泡姫たちのランチ事情

日本三大ドヤ街の一つ「山谷」。

JR・東京メトロ南千住駅から南へ約5分、浅草の中心部からだと北へ10分ほどの歩けばたどり着く。このエリアは一泊1000円〜3000円の安宿が並び、そこを拠点に日雇い労働者が生活する「ドヤ街」。印象としては西のドヤ街の雄・大阪の西成をもっとマイルドにした感じだから、町を歩いてそれほど緊張することもない。


ここも西成と同じく、近年はそのリーズナブルさから外国人バックパッカーや一人旅の若者などの利用者が増えつつある。それにあわせて安宿も建物をリニューアルして、wifiはもちろん、女性専用フロアや禁煙フロアなど設定、きめ細やかな接客など、下手なビジネスホテルより快適に過ごせる環境を備えた宿も少なくない。

 

一種の日雇い労働者である私も、予算が限られた出張の場合、利用することもある。先日も一週間ほど利用したばかりだ。

 

一週間の滞在中、時間があればまちを歩き、金に余裕があれば飲みに出た。

労働者のまちだけにさまざまな酒場もある。古典的酒場として知られる「丸千葉」「大林酒場」は、どちらも名店ではあった。しかし客層を見れば、日雇いより、そこそこの会社員が通う印象が強かった。

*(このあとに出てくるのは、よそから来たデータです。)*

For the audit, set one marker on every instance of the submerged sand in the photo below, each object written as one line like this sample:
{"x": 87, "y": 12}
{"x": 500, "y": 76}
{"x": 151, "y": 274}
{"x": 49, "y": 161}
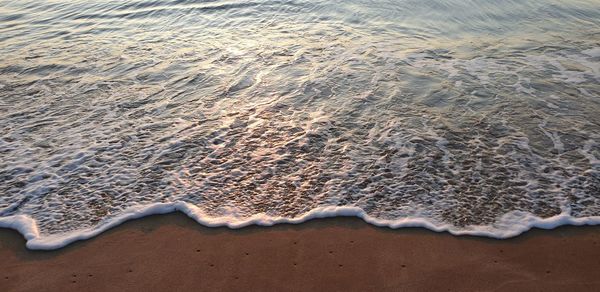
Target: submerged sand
{"x": 173, "y": 253}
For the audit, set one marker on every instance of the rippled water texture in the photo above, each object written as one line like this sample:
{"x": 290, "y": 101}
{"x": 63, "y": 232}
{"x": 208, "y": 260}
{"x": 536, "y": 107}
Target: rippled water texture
{"x": 458, "y": 111}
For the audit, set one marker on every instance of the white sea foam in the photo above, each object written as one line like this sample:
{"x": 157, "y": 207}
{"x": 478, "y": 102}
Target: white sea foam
{"x": 509, "y": 225}
{"x": 470, "y": 117}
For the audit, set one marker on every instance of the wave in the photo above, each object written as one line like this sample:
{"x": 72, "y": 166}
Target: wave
{"x": 508, "y": 226}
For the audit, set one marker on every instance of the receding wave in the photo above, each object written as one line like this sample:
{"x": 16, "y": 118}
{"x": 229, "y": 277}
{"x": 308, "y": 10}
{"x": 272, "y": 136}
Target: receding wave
{"x": 474, "y": 117}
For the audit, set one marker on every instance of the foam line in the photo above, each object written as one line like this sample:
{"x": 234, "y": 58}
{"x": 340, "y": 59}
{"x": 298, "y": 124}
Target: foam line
{"x": 509, "y": 225}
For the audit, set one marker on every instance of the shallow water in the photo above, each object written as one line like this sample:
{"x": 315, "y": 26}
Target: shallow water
{"x": 456, "y": 112}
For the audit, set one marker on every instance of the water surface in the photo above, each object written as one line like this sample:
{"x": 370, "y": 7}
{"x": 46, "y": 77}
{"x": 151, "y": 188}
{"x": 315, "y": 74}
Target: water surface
{"x": 456, "y": 112}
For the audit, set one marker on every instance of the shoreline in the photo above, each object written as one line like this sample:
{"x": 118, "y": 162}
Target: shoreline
{"x": 519, "y": 222}
{"x": 173, "y": 251}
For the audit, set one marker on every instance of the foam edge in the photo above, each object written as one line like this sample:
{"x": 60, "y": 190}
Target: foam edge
{"x": 510, "y": 225}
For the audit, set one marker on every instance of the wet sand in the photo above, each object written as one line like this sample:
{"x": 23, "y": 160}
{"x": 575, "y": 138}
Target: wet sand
{"x": 173, "y": 253}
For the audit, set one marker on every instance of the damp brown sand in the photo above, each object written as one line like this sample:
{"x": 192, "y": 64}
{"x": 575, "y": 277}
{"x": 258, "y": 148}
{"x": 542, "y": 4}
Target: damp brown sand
{"x": 173, "y": 253}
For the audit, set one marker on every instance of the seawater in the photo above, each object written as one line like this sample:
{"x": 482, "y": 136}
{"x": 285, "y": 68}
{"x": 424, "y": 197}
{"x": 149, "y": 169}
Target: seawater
{"x": 471, "y": 116}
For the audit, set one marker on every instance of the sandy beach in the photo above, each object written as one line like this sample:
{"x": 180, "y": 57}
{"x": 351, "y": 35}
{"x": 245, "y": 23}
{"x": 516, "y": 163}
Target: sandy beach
{"x": 173, "y": 253}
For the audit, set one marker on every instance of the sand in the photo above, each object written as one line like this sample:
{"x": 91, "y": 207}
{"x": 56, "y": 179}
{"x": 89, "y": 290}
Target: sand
{"x": 173, "y": 253}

私はもっとドヤ街ならではのディープな酒をやりたくて、以前から気になっていた立ち飲み屋に足を運んだ。

 

その店は一軒家の歩道に面した部屋を店舗した造りで、出窓のようなカウンターは3人が立てば一杯になる規模。看板もなければメニュー表もない。30台後半とみられる若い男一人で切り盛りしている。


初めて入った時にはすでに先客は3人で私が立つ場所はない。「仲間に入れて下さい」と思い切って声をかければ、怪訝そうな顔をしつつもギュギュと詰めて私のスペースを作ってくれた。


当初先客はカメラバッグを提げた東京弁ではない珍客に対して「兄さん、公安の人間だろ?」とやたら疑り深い目を投げかけてくる。お互い話をしていくうちに、私が「ただ頭が悪い酒飲み」ということが分かったらしく、フレンドリーで愉快な酒盛りへと移っていった。


二日通って二日ともいたのは二人のおっさんだった。ひとりは知的障害と身体障害のハイブリッドな認定を受け、障害者手帳生活保護の恩恵で酒を飲む。もう1人は自称内装工事を生業としつつ、転売を目的としたチケット購入のアルバイトをしている。どちらもグレーを通り越して限りなくブラックに近い男たちではある。とはいえ酒の飲み方はスマートで好感が持てる。


またなにより店主が話す話もおもしろかった。あまり詳しく書くと若干問題があるのでかいつまんで。


山谷の近くには日本屈指のソープ街「吉原」がある。そこで働く泡姫たちは勤務中外出して食事をとることができない。そのため吉原のソープ街専門の宅配弁当が存在しているらしい。
外出できない泡姫の労働環境を知った弁当業者は価格をつり上げ、吉原の宅配弁当の相場は一食1200円程度もするらしい。泡姫の足元を見たそんな商売に憤慨したある男が、自らソープ街専門の宅配弁当を一食500円程度で始めた。

 

その弁当店店主はお客を獲得するために、自腹を切ってソープの客となり、泡姫たちに直接営業した。弁当は彼女たちの嗜好にも合わせてくれる。何万も経費として入浴料を払い営業をした結果、客が付いた。

他の業者が外国人アルバイトに配達させる一方、店主は自ら配達に出向き直接泡姫に弁当を手渡す。そんな誠意ある対応が人気を呼び、しっかりお客を獲得しつつあるという。

商売は思わぬところに転がっていて、その成功はどんな商売でも、やはり誠意ある対応なのだな、と考えさせられた話だった。